The XX Factor

Check Out SyFy’s New Show Defiance for the Women

Julie Benz is Amanda Rosewater on Defiance

Photo by Rob Kim/Getty Images

It’s been a dismal spring for networks trying to launch new television shows, but SyFy appears to have scored a success with Defiance, a mashup between the aftermath of an alien invasion and a Western. The show scored a cable-respectable 2.7 million viewers, 1.3 million of them in the coveted 18-49 demographic, in its debut on Monday night.

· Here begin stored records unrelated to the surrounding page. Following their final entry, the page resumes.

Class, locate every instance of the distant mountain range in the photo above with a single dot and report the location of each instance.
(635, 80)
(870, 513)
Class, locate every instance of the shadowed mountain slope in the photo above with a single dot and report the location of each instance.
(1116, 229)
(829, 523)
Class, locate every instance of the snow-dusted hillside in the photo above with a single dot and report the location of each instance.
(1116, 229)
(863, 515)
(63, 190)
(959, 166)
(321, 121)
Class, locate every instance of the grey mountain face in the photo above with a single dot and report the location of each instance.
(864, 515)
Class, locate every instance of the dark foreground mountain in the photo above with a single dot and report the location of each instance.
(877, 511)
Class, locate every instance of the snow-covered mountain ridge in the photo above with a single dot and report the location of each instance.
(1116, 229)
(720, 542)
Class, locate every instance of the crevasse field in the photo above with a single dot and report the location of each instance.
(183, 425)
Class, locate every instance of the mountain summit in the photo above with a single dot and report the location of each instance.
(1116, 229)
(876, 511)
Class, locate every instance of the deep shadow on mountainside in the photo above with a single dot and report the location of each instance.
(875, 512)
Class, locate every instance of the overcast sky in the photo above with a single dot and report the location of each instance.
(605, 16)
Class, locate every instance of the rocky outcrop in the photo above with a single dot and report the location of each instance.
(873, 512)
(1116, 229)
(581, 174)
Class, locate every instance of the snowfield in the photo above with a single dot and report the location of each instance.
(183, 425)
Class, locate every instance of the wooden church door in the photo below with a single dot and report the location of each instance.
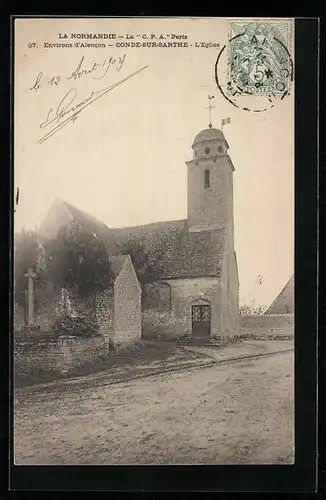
(201, 321)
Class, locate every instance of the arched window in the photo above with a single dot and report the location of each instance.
(207, 179)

Defiance has a somewhat lighter tone than SyFy’s last serious critical hit, the remake of Battlestar Galactica. But it has one thing in common with Ronald D. Moore’s epic throwdown between humans and their genocidal creations: promising female characters. On the human side of the ledger, there’s Julie Benz, who’s most famous for her turns as vampire Darla on Buffy the Vampire Slayer, and as serial killer Dexter Morgan’s unknowing wife Rita on Dexter. Defiance has given her an intriguing role as Amanda Rosewater, the newly-inaugurated mayor—a part that could turn her into Laura Roslin, but with fewer snake-filled visions and more comedic potential. Her sister Kenya (Mia Kirshner), runs Defiance’s brothel, a setup that’s a bit of a frontier cliche. But showrunner Kevin Murphy promised at the Television Critics Association press tour in January that the brothel shakes up the Old West narrative by including among its wares “men and aliens and different races,” rather than just women.

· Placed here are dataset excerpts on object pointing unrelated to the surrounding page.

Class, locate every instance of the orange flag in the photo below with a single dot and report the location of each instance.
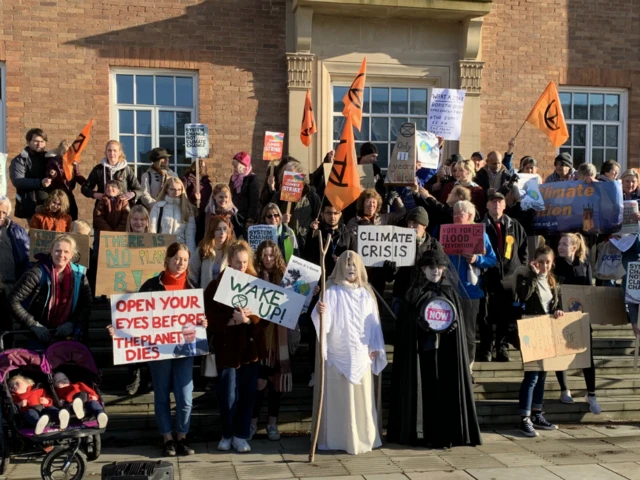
(308, 127)
(354, 98)
(343, 187)
(547, 115)
(73, 154)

And there are good roles for female alien characters, too. Stahma (Jaime Murray) is kind of an elite alien Cersei Lannister, the wife of a powerful member of Defiance’s ruling class. And as Irisa, the adopted daughter of Grant Bowler’s Jed, a former Marine who accepts a job as Defiance’s sheriff, Stephanie Leonidas gets to play a rather rare thing: a sulky alien teenager.

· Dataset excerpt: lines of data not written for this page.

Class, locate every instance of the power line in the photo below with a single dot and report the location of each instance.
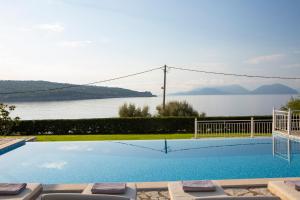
(233, 74)
(86, 84)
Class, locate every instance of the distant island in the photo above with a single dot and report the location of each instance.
(239, 90)
(72, 92)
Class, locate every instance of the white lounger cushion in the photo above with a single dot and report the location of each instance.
(30, 193)
(78, 196)
(130, 191)
(177, 193)
(240, 198)
(283, 190)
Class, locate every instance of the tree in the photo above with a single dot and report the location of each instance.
(130, 110)
(178, 108)
(293, 104)
(7, 122)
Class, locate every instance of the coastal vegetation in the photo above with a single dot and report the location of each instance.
(178, 109)
(108, 126)
(130, 110)
(21, 91)
(172, 109)
(293, 104)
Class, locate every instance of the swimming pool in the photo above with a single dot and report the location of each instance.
(118, 161)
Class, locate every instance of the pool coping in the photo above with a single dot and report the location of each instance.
(150, 186)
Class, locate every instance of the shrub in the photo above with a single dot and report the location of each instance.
(6, 122)
(293, 104)
(139, 125)
(178, 108)
(132, 111)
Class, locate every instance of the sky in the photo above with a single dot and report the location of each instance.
(80, 41)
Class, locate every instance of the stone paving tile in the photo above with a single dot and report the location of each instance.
(164, 195)
(248, 192)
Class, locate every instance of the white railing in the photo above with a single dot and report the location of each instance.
(287, 122)
(249, 127)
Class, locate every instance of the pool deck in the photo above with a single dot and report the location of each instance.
(159, 190)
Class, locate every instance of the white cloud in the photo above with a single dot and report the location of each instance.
(265, 59)
(55, 27)
(54, 165)
(75, 43)
(291, 66)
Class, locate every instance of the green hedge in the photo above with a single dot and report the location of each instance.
(114, 125)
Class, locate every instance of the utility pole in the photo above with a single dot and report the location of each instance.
(164, 87)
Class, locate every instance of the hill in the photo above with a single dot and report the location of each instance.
(71, 93)
(239, 90)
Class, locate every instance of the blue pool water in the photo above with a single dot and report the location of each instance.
(118, 161)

In other words, Defiance is about aliens and catastrophes and big space battles, but it’s also more about day-to-day life than Battlestar Galactica, set in the midst of an ongoing crisis, was ever going to be. And it’s got big, intergenerational lanes for women to play in. I’ll be tuning in to see how Amanda handles a brewing dispute between human and alien families, what Stahma’s real agenda is, and how Irisa’s adopted dad reacts to the prospect of her dating. It’s nice to see a genre show offer its fans good female characters as well as good alien design.